Etancelin did not race at all in 1937, but devoted himself to his wool business. He did compete in a 4.5-liter Talbot-Lago in 1938–’39, but was unceremoniously elbowed aside by the German juggernaut. The best he and the Talbot could do was to take 3rd place in the Grand Prix of Pau, behind the Mercedes-Benz of winner Hermann Lang and 2nd place Manfred von Brauchitsch.

After the Second World War, Philippe became the first driver to race an Alfa Romeo when he bought an old Monza with which to compete in the symbolic 1945 Bois de Boulogne races, French motor racing’s way of saluting peace.

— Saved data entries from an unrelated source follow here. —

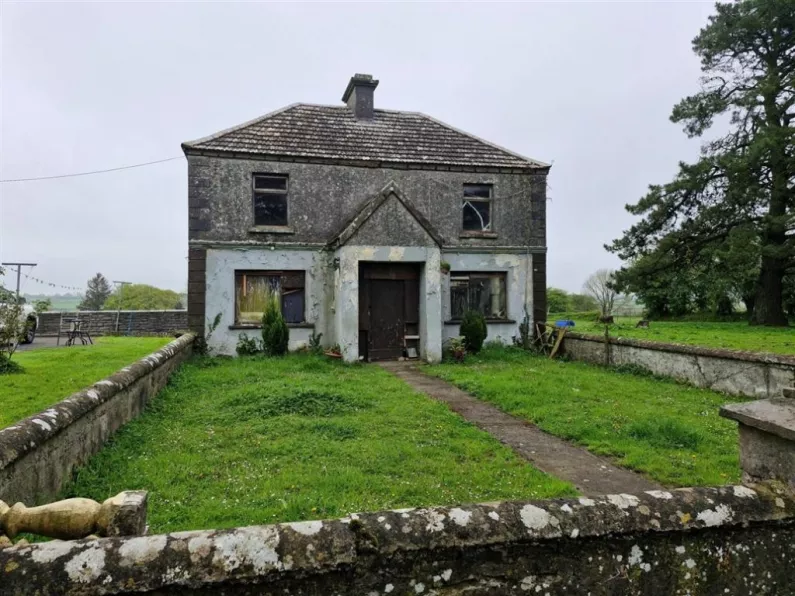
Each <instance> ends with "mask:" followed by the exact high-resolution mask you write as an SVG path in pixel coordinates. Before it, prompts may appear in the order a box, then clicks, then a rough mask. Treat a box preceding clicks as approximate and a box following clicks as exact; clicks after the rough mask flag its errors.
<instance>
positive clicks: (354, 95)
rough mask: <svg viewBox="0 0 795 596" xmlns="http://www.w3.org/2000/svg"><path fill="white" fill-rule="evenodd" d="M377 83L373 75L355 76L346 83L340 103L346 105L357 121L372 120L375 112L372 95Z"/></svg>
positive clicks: (374, 107) (372, 96)
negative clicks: (345, 85) (347, 104)
mask: <svg viewBox="0 0 795 596" xmlns="http://www.w3.org/2000/svg"><path fill="white" fill-rule="evenodd" d="M376 87H378V81H376V80H374V79H373V75H367V74H358V73H357V74H355V75H353V76H352V77H351V80H350V81H349V82H348V86H347V87H346V88H345V93H343V94H342V101H344V102H345V103H346V104H348V107H349V108H350V109H351V111H352V112H353V115H354V116H355V117H356V119H357V120H372V119H373V112H374V110H375V106H374V102H373V95H374V93H373V92H374V91H375V88H376Z"/></svg>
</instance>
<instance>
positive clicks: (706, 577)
mask: <svg viewBox="0 0 795 596" xmlns="http://www.w3.org/2000/svg"><path fill="white" fill-rule="evenodd" d="M793 577H795V499H793V497H792V496H791V495H788V494H787V493H786V492H782V493H781V494H774V493H769V492H766V490H765V489H757V490H754V489H751V488H748V487H745V486H728V487H721V488H692V489H680V490H674V491H671V492H665V491H650V492H647V493H641V494H638V495H623V494H622V495H608V496H606V497H600V498H594V499H588V498H580V499H565V500H563V499H561V500H553V501H531V502H503V503H490V504H481V505H468V506H460V507H449V508H448V507H436V508H430V509H413V510H398V511H383V512H379V513H367V514H360V515H351V516H350V517H349V518H345V519H341V520H333V521H305V522H297V523H287V524H279V525H272V526H257V527H245V528H236V529H231V530H218V531H195V532H177V533H173V534H164V535H153V536H142V537H134V538H103V539H98V540H97V539H94V540H80V541H73V542H55V543H53V542H51V543H45V544H33V545H29V546H23V547H13V548H6V549H0V584H1V585H2V586H3V594H8V595H23V594H32V593H34V592H35V593H39V594H67V593H68V594H133V593H140V592H150V591H151V592H155V593H158V594H166V593H168V594H171V593H179V594H277V593H278V594H296V595H298V594H307V595H308V594H368V595H369V594H412V595H416V594H438V595H454V594H455V595H458V594H467V595H473V596H477V595H486V594H489V595H492V594H495V595H496V594H546V595H550V594H582V595H585V594H592V595H594V596H596V595H606V594H648V595H655V596H656V595H660V594H693V595H697V594H792V593H793V591H792V590H793V586H792V578H793Z"/></svg>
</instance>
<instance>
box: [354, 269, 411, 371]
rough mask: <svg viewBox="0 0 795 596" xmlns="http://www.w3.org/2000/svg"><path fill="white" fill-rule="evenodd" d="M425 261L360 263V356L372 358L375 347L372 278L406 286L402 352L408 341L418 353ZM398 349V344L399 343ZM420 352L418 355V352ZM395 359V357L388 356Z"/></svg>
mask: <svg viewBox="0 0 795 596" xmlns="http://www.w3.org/2000/svg"><path fill="white" fill-rule="evenodd" d="M423 266H424V264H423V263H421V262H383V261H360V262H359V313H358V315H359V316H358V320H359V356H360V357H361V358H363V359H364V360H365V361H368V362H369V361H371V353H370V352H371V347H372V331H371V329H372V309H371V307H370V305H371V302H372V287H373V284H371V283H370V282H371V281H372V280H390V281H396V282H402V283H403V284H404V286H403V301H402V302H403V317H402V320H403V335H402V337H403V342H402V344H403V345H402V346H400V353H401V355H402V354H403V348H404V347H405V346H406V344H407V341H411V342H413V344H414V345H416V347H417V351H418V352H419V346H420V345H421V341H419V337H420V327H421V325H420V312H421V306H420V299H421V296H420V279H421V275H422V270H423ZM406 336H414V337H416V338H417V339H416V340H406ZM396 348H397V346H396ZM418 355H419V354H418ZM386 359H387V360H388V359H394V358H386Z"/></svg>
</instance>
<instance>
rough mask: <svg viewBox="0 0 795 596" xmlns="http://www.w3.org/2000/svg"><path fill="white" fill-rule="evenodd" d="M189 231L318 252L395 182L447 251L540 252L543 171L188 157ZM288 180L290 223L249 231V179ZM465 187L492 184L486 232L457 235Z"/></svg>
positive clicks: (218, 241) (251, 224) (255, 227)
mask: <svg viewBox="0 0 795 596" xmlns="http://www.w3.org/2000/svg"><path fill="white" fill-rule="evenodd" d="M187 160H188V208H189V220H188V230H189V239H190V241H191V242H193V241H195V240H200V241H205V242H206V241H212V242H242V241H254V242H261V243H268V242H276V243H280V242H285V241H287V242H291V243H300V244H316V245H318V247H322V246H325V245H326V243H327V242H329V241H330V240H332V237H333V235H334V234H335V233H337V232H338V231H339V230H340V228H342V227H343V225H344V224H345V223H346V222H347V221H348V220H350V218H352V217H353V216H355V215H356V213H357V212H358V211H359V210H360V209H361V208H362V207H363V206H364V204H365V203H366V202H367V201H369V200H370V199H372V198H373V197H374V196H375V195H377V194H378V193H379V192H380V191H381V190H382V189H383V188H384V187H385V186H386V185H387V184H388V183H389V182H394V183H395V184H396V185H397V187H398V188H399V189H400V190H401V191H402V192H403V193H404V194H405V196H406V197H407V198H408V199H409V200H410V201H411V202H412V203H413V205H414V206H415V207H416V208H417V210H418V211H419V212H420V213H422V215H423V216H424V217H425V218H427V220H428V221H430V223H431V225H433V227H434V228H435V229H436V230H437V232H438V233H439V234H440V235H441V236H442V238H444V241H445V246H446V247H452V246H455V247H459V246H479V247H487V248H491V247H493V246H503V247H504V246H514V247H516V246H521V247H526V246H533V247H538V248H543V247H544V246H546V178H547V173H548V170H547V169H539V170H531V171H527V170H513V171H512V170H501V169H493V168H489V169H488V170H491V171H484V170H486V169H485V168H473V169H476V170H479V171H475V172H466V171H443V170H441V169H415V168H400V167H395V168H389V167H372V166H376V165H379V164H372V165H371V166H370V167H357V166H354V165H344V164H339V163H338V164H319V163H307V160H301V161H300V162H295V161H293V162H291V161H269V160H263V159H238V158H236V157H232V156H228V155H226V156H205V155H193V154H189V155H188V156H187ZM254 173H277V174H284V175H287V176H289V185H290V190H289V222H288V224H289V225H288V226H286V227H285V229H282V230H262V229H257V228H256V226H255V225H254V210H253V208H252V190H251V188H252V186H251V179H252V178H251V177H252V175H253V174H254ZM466 183H482V184H492V185H493V188H494V200H495V207H494V211H493V214H492V224H493V225H492V232H491V233H489V234H486V235H484V236H482V237H472V236H470V235H466V234H461V221H462V214H461V200H462V198H463V188H464V186H463V185H464V184H466Z"/></svg>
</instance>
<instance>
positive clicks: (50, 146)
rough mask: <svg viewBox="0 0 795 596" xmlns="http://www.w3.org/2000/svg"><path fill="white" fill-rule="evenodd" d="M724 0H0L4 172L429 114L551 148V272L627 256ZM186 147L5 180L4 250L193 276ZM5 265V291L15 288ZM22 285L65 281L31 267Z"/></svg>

There were some undistinguished outings in a Maserati and a Delage until 1948, when Phi Phi acquired one of the new Talbot-Lago 26Cs and campaigned that for the next four years. At well over 50 years old, he was still able to put up a fight: He scored some creditable placings and actually won the 1949 Grand Prix of Paris at Montlhéry. But his finest hour that year came in the Grand Prix of Italy at Monza, where he gave Alberto Ascari and his Ferrari 125 a really hard time in an effort to snatch the lead away from the Italian. In the end, Phi Phi had to settle for 2nd, ahead of Prince Bira, Tullo de Graffenried, and Raymond Sommer.

In 1953, when he was 56 years old, Philippe retired from motor racing and was awarded the Légion d’Honneur. He became a regular at the meetings of the Anciens Pilote retired-racing-drivers’ club until his death, aged 81, at his home in the exclusive Neuilly-sur-Seine, near Paris, on October 13, 1981.